Letter: Lack of respect led to 'overboard' NHS prank
To the editor:
If anybody here needs to learn a lesson, it is the adults in charge at NHS!
For three days now (3/29, 4/1 and 4/2) we have read on the front page of The Daily News about the NHS Senior April Fools' prank, beginning with the protest sit-in, then the actual prank (much worse than the one originally planned), and today the reactions of local politicians and the school administration to the "Overboard' NHS prank." Our own Nick DeKanter, a School Committee member, is quoted in today's paper as saying that "the administration did a fine job" handling the matter.
I would call it a fiasco, instead. The previously planned prank was pretty harmless, if you ask me — a film, instead of classes, for part of the day on April 1? That the school could not accommodate this harmless prank, especially knowing about it in advance, that it did not listen to the protests from students following the denial of this prank and to the threats of something more radical coming, tells me that the NHS administration knows very little about the minds and hearts of adolescents. To let this escalate into the anger and sense of revenge that it did is a sign of weakness on the part of the adults, not the students. The single best way to put this behind now is for the administration to take responsibility for its own actions, and, yes, apologize to the student body.
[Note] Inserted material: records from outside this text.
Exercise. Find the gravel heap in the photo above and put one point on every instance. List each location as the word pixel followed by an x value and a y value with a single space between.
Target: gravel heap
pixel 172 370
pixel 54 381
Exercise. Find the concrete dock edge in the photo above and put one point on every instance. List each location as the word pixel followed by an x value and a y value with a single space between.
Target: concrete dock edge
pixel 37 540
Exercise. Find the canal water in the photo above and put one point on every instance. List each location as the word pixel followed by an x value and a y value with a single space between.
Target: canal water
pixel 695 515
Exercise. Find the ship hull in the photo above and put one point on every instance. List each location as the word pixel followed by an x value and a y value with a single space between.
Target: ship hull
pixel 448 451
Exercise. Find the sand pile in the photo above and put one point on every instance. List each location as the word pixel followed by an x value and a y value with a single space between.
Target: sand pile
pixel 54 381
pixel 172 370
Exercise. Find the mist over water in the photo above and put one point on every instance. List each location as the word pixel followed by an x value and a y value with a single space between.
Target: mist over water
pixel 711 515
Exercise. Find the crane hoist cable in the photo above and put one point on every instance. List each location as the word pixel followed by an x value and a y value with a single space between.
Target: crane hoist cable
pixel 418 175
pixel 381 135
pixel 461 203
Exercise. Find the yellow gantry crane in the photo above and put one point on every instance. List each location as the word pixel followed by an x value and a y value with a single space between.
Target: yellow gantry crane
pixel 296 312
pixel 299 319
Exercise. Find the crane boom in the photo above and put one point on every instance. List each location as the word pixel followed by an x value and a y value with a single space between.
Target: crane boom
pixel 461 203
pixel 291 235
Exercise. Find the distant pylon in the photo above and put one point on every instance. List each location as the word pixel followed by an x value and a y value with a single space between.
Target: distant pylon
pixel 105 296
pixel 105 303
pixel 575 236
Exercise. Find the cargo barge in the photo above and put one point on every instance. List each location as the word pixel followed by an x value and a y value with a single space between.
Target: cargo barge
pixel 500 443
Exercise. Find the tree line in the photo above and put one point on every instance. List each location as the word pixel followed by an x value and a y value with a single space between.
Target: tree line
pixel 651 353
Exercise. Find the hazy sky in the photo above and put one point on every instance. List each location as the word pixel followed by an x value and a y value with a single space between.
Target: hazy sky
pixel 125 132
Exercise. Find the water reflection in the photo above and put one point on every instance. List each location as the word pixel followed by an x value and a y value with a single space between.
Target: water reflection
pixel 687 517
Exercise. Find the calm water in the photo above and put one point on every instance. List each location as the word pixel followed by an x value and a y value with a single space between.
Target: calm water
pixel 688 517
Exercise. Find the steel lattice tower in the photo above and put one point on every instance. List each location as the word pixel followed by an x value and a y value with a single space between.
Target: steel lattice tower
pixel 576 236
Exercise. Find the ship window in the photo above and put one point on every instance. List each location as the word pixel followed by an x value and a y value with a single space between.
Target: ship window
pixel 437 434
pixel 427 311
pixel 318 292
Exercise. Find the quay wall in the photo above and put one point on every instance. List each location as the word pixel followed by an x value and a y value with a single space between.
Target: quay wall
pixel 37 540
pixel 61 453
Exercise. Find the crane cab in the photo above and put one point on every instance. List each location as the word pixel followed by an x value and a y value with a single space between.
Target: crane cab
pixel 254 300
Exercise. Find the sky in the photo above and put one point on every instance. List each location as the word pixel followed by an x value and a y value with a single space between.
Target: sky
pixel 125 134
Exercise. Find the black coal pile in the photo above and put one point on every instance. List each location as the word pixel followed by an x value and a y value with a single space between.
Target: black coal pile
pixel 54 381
I am the mother of two adolescents. I am also a former youth worker trained in adolescent development at the Harvard Graduate School of Education, and currently am working on a dissertation on the culture of youth/adult relationships in settings such as juvenile courts. I have given a lot of thought to what makes relationships between adults and youth work or go wrong. To put it in a nutshell: it all comes down to respect. If we don't give it, we don't get it. And that is a lesson that adults at NHS should have learned long before they took on the awesome responsibility of managing a high school.